De standwerker kan op deze dag dan ook geen andere plaats
bezetten dan een standwerkersplaats.
Afdeling 5 Voorschriften
Artikel 15 Tijdstip innemen vaste standplaats
Indien de rechthebbende op een vaste plaats deze niet binnen een half
uur na het begin van de markt heeft bezet en vóór dat tijdstip geen
kennis heeft gegeven van latere komst op grond van bijzondere
omstandigheden, vervalt voor die dag voor de rechthebbende zijn recht om
die vaste plaats in te nemen.
Artikel 15 Legitimatie
Degene die een standplaats op de markt inneemt of wenst in te nemen,
dient op eerste aanvraag van de marktmeester aan te tonen dat hij de
vergunninghouder is.
Artikel 16 Verlichting
De vergunninghouder is verplicht zijn standplaats vanaf zonsondergang
voorzien te hebben van een verlichting, waarmee de uitgestalde waren
helder verlicht dienen te zijn.
Artikel 17 Niet innemen van de vaste plaats
- 1.
Houders van vaste plaatsen, die wegens ziekte verhinderd zijn
hun standplaats in te nemen, dienen het bestuursorgaan daarvan
schriftelijk in kennis te stellen.
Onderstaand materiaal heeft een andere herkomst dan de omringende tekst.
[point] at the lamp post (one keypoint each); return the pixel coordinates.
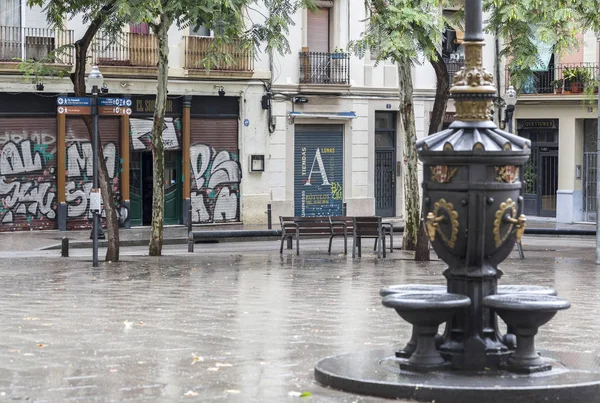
(598, 167)
(511, 101)
(95, 80)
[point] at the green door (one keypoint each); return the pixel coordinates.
(173, 189)
(140, 188)
(135, 189)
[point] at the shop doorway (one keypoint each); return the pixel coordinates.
(141, 188)
(541, 170)
(385, 164)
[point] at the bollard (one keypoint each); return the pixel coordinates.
(190, 218)
(190, 242)
(190, 234)
(64, 247)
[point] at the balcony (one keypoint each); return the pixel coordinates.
(239, 56)
(561, 79)
(324, 68)
(35, 43)
(127, 49)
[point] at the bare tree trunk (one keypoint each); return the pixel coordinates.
(435, 125)
(441, 94)
(410, 179)
(78, 79)
(158, 150)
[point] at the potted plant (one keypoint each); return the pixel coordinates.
(338, 54)
(558, 85)
(578, 78)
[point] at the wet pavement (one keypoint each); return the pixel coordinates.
(233, 322)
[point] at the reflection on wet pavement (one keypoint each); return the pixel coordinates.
(232, 327)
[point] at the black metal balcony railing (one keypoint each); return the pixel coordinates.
(197, 48)
(560, 78)
(35, 43)
(324, 68)
(125, 49)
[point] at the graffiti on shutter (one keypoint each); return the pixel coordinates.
(215, 170)
(80, 174)
(216, 179)
(27, 174)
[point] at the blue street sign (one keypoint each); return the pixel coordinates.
(73, 101)
(114, 102)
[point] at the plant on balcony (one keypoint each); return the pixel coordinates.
(558, 85)
(338, 54)
(35, 70)
(577, 78)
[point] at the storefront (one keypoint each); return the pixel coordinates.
(216, 172)
(79, 174)
(28, 167)
(541, 170)
(141, 163)
(318, 170)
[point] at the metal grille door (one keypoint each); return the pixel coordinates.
(384, 183)
(549, 184)
(590, 173)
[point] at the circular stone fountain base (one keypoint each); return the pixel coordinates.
(575, 377)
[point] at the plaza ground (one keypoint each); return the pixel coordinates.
(232, 322)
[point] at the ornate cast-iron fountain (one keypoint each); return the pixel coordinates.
(473, 208)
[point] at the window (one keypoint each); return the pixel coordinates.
(318, 30)
(200, 31)
(141, 28)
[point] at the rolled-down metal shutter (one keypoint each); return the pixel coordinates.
(28, 196)
(79, 175)
(318, 170)
(215, 170)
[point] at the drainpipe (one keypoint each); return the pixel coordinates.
(497, 49)
(271, 122)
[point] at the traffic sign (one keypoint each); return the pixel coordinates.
(74, 110)
(73, 101)
(113, 110)
(114, 102)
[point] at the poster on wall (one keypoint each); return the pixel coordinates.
(318, 170)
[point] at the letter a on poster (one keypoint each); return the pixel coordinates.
(319, 160)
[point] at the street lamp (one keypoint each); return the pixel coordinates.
(95, 80)
(511, 101)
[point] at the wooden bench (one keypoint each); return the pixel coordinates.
(341, 226)
(310, 227)
(368, 227)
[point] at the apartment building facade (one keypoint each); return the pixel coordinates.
(313, 132)
(557, 111)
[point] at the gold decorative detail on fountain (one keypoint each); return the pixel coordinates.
(433, 222)
(503, 215)
(476, 84)
(442, 173)
(473, 78)
(473, 109)
(507, 173)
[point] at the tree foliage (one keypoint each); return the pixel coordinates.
(523, 24)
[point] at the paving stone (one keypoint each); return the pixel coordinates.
(234, 323)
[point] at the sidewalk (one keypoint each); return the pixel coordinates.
(177, 234)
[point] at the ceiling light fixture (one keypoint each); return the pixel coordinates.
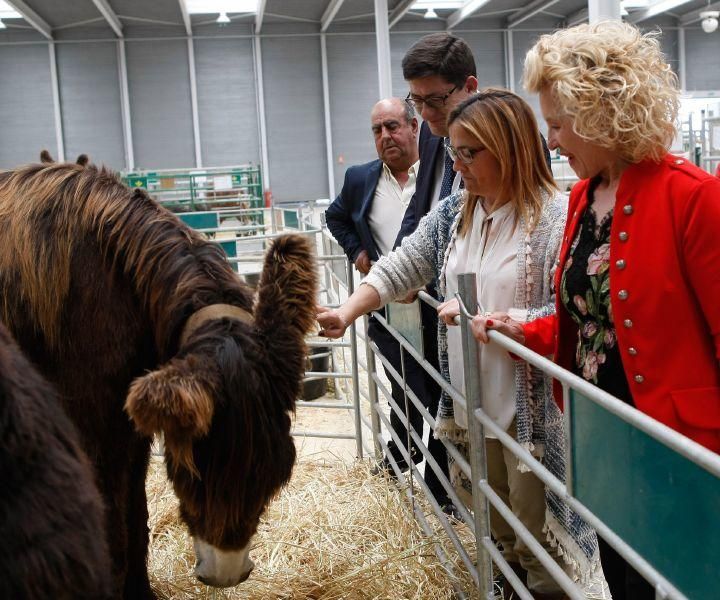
(663, 6)
(709, 20)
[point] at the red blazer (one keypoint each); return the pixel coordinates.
(664, 294)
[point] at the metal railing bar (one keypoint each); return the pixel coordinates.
(321, 434)
(313, 404)
(310, 375)
(429, 369)
(547, 561)
(691, 450)
(442, 518)
(322, 344)
(418, 441)
(519, 588)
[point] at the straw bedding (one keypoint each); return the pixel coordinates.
(335, 532)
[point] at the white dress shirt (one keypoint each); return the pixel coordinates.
(388, 207)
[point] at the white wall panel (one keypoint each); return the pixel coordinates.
(702, 56)
(294, 114)
(226, 102)
(90, 102)
(353, 82)
(159, 88)
(26, 104)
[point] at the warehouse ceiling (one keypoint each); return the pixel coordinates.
(58, 20)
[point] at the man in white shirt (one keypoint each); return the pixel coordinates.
(365, 220)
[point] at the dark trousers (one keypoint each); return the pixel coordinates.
(625, 582)
(424, 387)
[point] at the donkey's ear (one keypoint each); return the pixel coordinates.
(176, 400)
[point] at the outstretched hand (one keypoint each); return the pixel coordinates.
(447, 311)
(332, 323)
(362, 262)
(496, 321)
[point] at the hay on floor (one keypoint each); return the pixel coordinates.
(335, 532)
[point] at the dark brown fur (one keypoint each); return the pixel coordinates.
(96, 283)
(51, 515)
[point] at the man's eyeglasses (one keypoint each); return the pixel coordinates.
(429, 101)
(463, 153)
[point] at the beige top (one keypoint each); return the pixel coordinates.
(489, 250)
(388, 207)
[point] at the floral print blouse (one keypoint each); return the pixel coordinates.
(585, 293)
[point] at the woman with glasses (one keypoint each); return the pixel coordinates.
(638, 280)
(506, 227)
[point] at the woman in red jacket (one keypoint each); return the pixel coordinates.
(638, 277)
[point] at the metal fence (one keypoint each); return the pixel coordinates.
(652, 494)
(660, 510)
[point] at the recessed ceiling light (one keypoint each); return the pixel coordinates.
(206, 7)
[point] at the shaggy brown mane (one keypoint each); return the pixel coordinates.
(174, 269)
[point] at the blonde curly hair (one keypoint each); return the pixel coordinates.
(614, 82)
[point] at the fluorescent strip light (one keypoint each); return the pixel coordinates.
(205, 7)
(663, 6)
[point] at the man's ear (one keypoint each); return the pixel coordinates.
(471, 84)
(177, 400)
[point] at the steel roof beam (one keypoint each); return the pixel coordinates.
(186, 17)
(260, 15)
(529, 11)
(329, 14)
(107, 12)
(693, 16)
(399, 12)
(31, 17)
(466, 10)
(654, 10)
(580, 16)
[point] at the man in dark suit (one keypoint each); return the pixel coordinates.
(440, 70)
(365, 219)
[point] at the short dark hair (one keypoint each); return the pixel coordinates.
(440, 54)
(410, 112)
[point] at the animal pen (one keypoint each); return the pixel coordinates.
(392, 534)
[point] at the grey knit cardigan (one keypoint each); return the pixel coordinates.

Bij plotselinge verhindering
moet het bestuursorgaan mondeling of telefonisch worden
ingelicht, gevolgd door een schriftelijke bevestiging van deze
afmelding binnen vijf dagen na de desbetreffende markt.
- 2.
Bij langdurige afwezigheid wegens ziekte dient ten bewijze
hiervan iedere drie maanden een geneeskundige verklaring te
worden overgelegd, waaruit de ongeschiktheid tot het bezoeken
van de markt blijkt.
- 3.
Zij, die wegens vakantie een markt niet kunnen bezoeken, dienen
daarvan tijdig onder opgave van de duur van de vakantie,
schriftelijk mededeling te doen aan het bestuursorgaan. De
afwezigheid wegens vakantie mag maximaal vier opeenvolgende
weken duren per kalenderjaar, tenzij voor een langere periode
door het bestuursorgaan toestemming wordt verleend.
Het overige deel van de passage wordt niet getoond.